For about the last five years many thousands of web sites have been offering a convenience known variously as “trusted authentication” or “social login” or “social sign-in” in order to reduce the time and effort required of users to log into that web site. For those readers not familiar with the terms, these refer to web sites such as where you will see buttons labeled “Log in with” followed by Facebook, Google, Twitter, or others. If the user wants to log into their Yahoo email account they may click on the Facebook icon to be presented a dialog box where they may enter their Facebook username and password. This process is secure because Yahoo cannot see the password given to Facebook. They will then be returned to the Yahoo site which says in effect “If that login was good enough for Facebook then that is good enough for Yahoo too.” One thing on which most users will agree is that the fewer passwords they have to remember the better.

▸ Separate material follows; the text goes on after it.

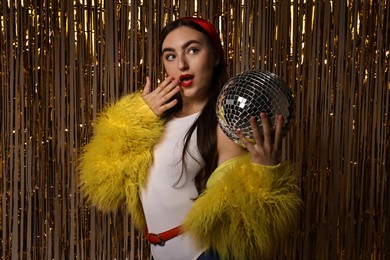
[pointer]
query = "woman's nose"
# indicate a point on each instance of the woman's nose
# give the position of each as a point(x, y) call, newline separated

The convenience of being able to share information cannot be denied. If you shop online you may find yourself wanting to order something from a web site you have never visited before and might not again. Filling in the sometimes lengthy questionnaire to open a new account can be a time-consuming hassle, but if that merchant offers the opportunity to “click here to logon with PayPal” then all you need do is that. PayPal can then share your name, shipping address, phone, etc. with the vendor and (hopefully, allegedly) warn you if that vendor is not entirely legitimate. This is convenient for you, and also for the vendor who knows you have already gone through the validation process at PayPal.

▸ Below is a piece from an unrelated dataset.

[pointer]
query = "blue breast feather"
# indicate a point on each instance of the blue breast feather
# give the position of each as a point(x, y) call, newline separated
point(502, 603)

This data portability technology allows the websites to extend some social networking features between sites. This can include full name, wall posts, friend information, groups, events, and more. By gaining access to the user’s friends list, other websites are able to show which of your friends have also accessed the website. The website can also update the user’s Facebook wall and news feed with their activities. Dynamic security is supposed to ensure the same privacy setting you use on the authenticating web site will also be enforced on the new web site you log onto. Facebook says removing a friend connection will be automatically updated on the other external websites.

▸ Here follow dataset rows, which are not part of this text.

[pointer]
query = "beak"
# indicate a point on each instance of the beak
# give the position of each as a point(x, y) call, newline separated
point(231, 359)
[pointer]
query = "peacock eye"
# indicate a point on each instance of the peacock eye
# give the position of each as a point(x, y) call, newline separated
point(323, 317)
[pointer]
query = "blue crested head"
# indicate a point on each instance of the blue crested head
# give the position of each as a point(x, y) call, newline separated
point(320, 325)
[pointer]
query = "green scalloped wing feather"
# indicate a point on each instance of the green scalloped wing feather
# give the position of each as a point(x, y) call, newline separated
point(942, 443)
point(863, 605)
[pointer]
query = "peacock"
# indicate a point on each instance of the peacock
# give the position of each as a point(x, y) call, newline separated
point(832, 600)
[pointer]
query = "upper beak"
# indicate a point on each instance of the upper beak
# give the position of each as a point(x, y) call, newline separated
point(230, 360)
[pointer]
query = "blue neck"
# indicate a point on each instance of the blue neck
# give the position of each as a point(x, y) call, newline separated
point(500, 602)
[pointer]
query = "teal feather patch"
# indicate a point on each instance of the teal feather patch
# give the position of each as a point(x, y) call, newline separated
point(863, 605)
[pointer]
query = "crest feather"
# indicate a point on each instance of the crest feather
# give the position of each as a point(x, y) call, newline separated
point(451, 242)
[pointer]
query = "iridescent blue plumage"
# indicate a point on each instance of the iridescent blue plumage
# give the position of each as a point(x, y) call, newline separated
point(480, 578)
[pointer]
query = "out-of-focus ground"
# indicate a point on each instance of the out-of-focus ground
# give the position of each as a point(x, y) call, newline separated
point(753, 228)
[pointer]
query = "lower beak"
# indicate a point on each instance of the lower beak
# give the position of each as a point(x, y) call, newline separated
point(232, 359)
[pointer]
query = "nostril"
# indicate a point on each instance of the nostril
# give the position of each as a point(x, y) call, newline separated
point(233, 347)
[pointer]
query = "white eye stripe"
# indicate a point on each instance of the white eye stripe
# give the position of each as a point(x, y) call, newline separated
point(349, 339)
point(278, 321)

This practice of logging in using trusted authentication seems to be best suited and more often found on what I term “low value” web sites where security is not a prime concern. My intention is not for that to be pejorative but simply to express that there are non-critical web sites I visit that otherwise would require setting up a new account in order to access. Making it easier for me is beneficial for all, especially because the web site can be assured of receiving accurate information for its account records whereas if I had been forced to fill in their questionnaire I might have populated it with a bunch of gibberish. To date I have not found a single high value site, such as a banking site, that offers to let customers sign in with their Russian email credentials from or the social network 校内网 in China, both of which offer trusted authentication.

Sooner or later somebody is bound to ask what is the real reason Google, Facebook, Twitter and the others would want to provide this service to their users. All the aforementioned companies are in the business of monetizing the data they collect and the entire system is designed to provide more and more reliable demographic information about you to them. They would like to keep you logged in to their site so that as you surf the web they can keep track of everywhere you go online, everything you see, and everything you do. That’s all.

Charles Miller is a freelance computer consultant, a frequent visitor to San Miguel since 1981 and now practically a full-time resident. He may be contacted at 044-415-101-8528 or email FAQ8 (at)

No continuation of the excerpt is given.